攻略対象の想い人は、ナレ死予定の転生聖女 欠損を肩代わりしたら、なぜか曇った三英雄が執着してくるのですが?
「鏡に写したみたいに、そっくりなんだ。だから、あいつの望みはわかる」

 考え方が似ている? だから、どうした。
 俺たちがともに過ごした10年間には、誰も勝てない。
 俺よりも彼女を理解している気になって、エミリエを奪おうとするこいつの気が知れなかった。

「オレはあんたのこと、案外気に入ってんだぜ?」
「気色悪い……」
「そりゃ、どーも」

 エミリエがこいつらを仲間として認めていなければ、今すぐに息の根を止めてやったのに。
 心の底から軽蔑の眼差しを向けたところでピンピンしているあたり、どうやらガザンには何を言っても無駄のようだ。
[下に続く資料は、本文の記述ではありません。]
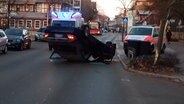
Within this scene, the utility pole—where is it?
[7,0,10,28]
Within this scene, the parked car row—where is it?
[0,28,31,54]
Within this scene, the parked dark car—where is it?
[5,28,31,50]
[35,27,47,41]
[0,29,8,54]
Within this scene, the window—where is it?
[18,20,24,27]
[129,27,152,35]
[1,19,8,26]
[10,5,16,12]
[34,20,41,29]
[43,20,47,27]
[0,2,8,13]
[55,4,61,11]
[52,20,75,27]
[10,19,15,27]
[26,20,32,28]
[0,31,5,37]
[36,3,48,13]
[25,5,33,12]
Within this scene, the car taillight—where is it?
[67,34,77,42]
[44,33,49,38]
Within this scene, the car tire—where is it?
[161,44,166,53]
[128,47,136,60]
[27,43,31,49]
[35,36,38,41]
[2,45,8,54]
[49,45,52,51]
[18,43,24,51]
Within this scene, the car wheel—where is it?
[161,44,166,53]
[18,44,24,51]
[128,47,136,60]
[27,43,31,49]
[49,45,52,51]
[2,45,8,54]
[35,36,38,41]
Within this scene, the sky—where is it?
[92,0,130,19]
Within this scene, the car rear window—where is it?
[38,28,46,32]
[129,28,152,35]
[5,29,23,36]
[52,20,75,27]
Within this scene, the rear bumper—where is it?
[48,40,82,60]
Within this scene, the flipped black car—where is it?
[45,25,116,63]
[5,28,31,50]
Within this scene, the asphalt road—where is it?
[0,33,184,104]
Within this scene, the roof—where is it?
[13,12,47,19]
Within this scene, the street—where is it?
[0,33,184,104]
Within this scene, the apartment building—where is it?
[0,0,76,30]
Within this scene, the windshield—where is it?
[5,29,22,36]
[52,20,75,27]
[129,28,152,35]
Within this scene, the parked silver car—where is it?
[0,29,8,54]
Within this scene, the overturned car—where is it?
[45,12,116,62]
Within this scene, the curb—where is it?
[117,55,184,84]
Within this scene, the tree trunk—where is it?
[154,19,167,65]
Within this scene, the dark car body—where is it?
[5,28,31,50]
[46,26,88,60]
[35,27,47,41]
[89,22,102,35]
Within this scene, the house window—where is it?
[36,3,48,13]
[55,4,61,11]
[43,20,47,27]
[18,20,24,27]
[26,20,32,28]
[0,1,8,13]
[34,20,41,29]
[10,5,16,12]
[10,19,15,27]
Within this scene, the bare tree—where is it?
[144,0,184,65]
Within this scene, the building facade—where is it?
[0,0,96,30]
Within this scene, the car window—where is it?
[129,28,152,35]
[5,29,23,36]
[0,32,5,37]
[52,21,75,27]
[38,28,46,32]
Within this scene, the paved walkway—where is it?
[118,37,184,83]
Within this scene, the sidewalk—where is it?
[118,41,184,83]
[166,41,184,76]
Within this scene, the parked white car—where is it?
[0,29,8,54]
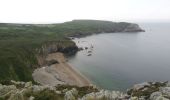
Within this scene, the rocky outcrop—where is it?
[123,24,144,32]
[0,81,170,100]
[36,40,78,66]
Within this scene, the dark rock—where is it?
[87,54,92,56]
[85,47,88,50]
[79,47,83,51]
[47,59,59,66]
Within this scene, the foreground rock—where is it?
[0,81,170,100]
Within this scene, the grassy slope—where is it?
[0,20,138,81]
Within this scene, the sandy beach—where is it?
[32,53,91,86]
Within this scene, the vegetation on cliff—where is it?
[0,20,143,81]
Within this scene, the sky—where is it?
[0,0,170,23]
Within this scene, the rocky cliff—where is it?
[36,40,78,66]
[0,81,170,100]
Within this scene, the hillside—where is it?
[0,20,143,81]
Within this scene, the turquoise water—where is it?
[69,23,170,90]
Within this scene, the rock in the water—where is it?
[64,88,78,100]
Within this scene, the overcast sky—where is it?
[0,0,170,23]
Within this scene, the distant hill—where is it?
[0,20,143,81]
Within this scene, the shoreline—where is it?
[32,52,92,87]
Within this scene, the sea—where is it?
[68,23,170,91]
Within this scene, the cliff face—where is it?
[0,81,170,100]
[36,40,78,66]
[123,24,144,32]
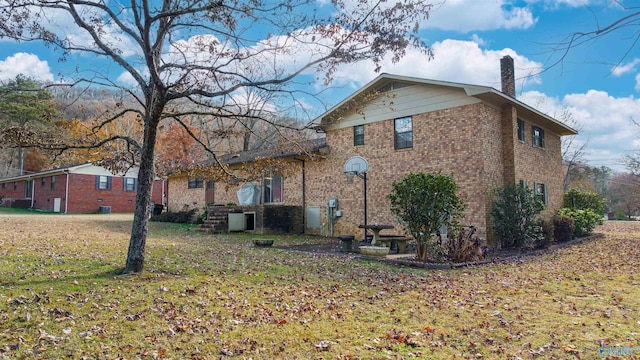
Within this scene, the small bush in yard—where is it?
[553,214,576,242]
[557,208,602,237]
[447,226,487,263]
[491,185,544,248]
[388,173,465,261]
[563,188,607,217]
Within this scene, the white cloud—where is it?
[422,0,537,33]
[520,90,640,171]
[328,40,542,92]
[0,52,53,81]
[611,58,640,77]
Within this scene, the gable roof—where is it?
[0,162,137,183]
[220,137,327,165]
[312,73,578,136]
[167,137,328,175]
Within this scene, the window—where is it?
[518,119,525,142]
[533,183,548,205]
[531,126,544,149]
[353,125,364,146]
[188,179,204,189]
[24,180,33,199]
[96,175,111,190]
[123,178,138,191]
[394,116,413,149]
[262,174,282,204]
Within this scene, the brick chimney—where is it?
[500,55,516,98]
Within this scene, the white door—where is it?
[53,198,62,212]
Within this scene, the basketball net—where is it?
[344,172,356,184]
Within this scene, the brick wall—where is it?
[66,174,136,213]
[167,174,205,212]
[0,180,25,206]
[33,174,67,212]
[307,103,562,239]
[168,159,308,211]
[514,118,564,219]
[169,103,562,241]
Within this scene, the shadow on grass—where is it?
[0,267,140,288]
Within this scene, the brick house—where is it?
[169,56,576,239]
[0,163,166,213]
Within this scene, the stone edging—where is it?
[379,234,604,270]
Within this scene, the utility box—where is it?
[228,213,246,232]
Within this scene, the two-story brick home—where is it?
[169,56,576,238]
[0,163,166,213]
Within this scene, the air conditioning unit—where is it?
[228,213,246,232]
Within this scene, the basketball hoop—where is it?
[344,172,356,184]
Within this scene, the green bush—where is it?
[388,173,466,261]
[557,208,602,237]
[564,188,607,217]
[553,214,576,242]
[491,185,544,248]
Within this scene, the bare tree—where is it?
[0,0,431,272]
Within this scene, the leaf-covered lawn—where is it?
[0,214,640,359]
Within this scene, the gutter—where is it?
[64,170,69,214]
[293,157,307,234]
[29,179,36,209]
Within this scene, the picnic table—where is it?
[358,224,394,246]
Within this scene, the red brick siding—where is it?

 エミリエが興味を失くすまで、うまく付き合うしかないのか……。

「考えておく」
「今はその言葉だけで、充分だ」

 俺は当たり障りのない返答をし、2人揃ってエミリエの元へ戻った。

「おかえり」

 彼女はまるで、天使のような笑みを浮かべて俺たちを出迎えてくれる。
 例え左目の視力を失い、左手足が動かせなくなったって、エミリエが俺の最愛であることに代わりはない。

 ――何があっても絶対に、彼女を守る。

 俺は何度目かわからぬ決意を胸に秘め、エミリエを抱きしめた。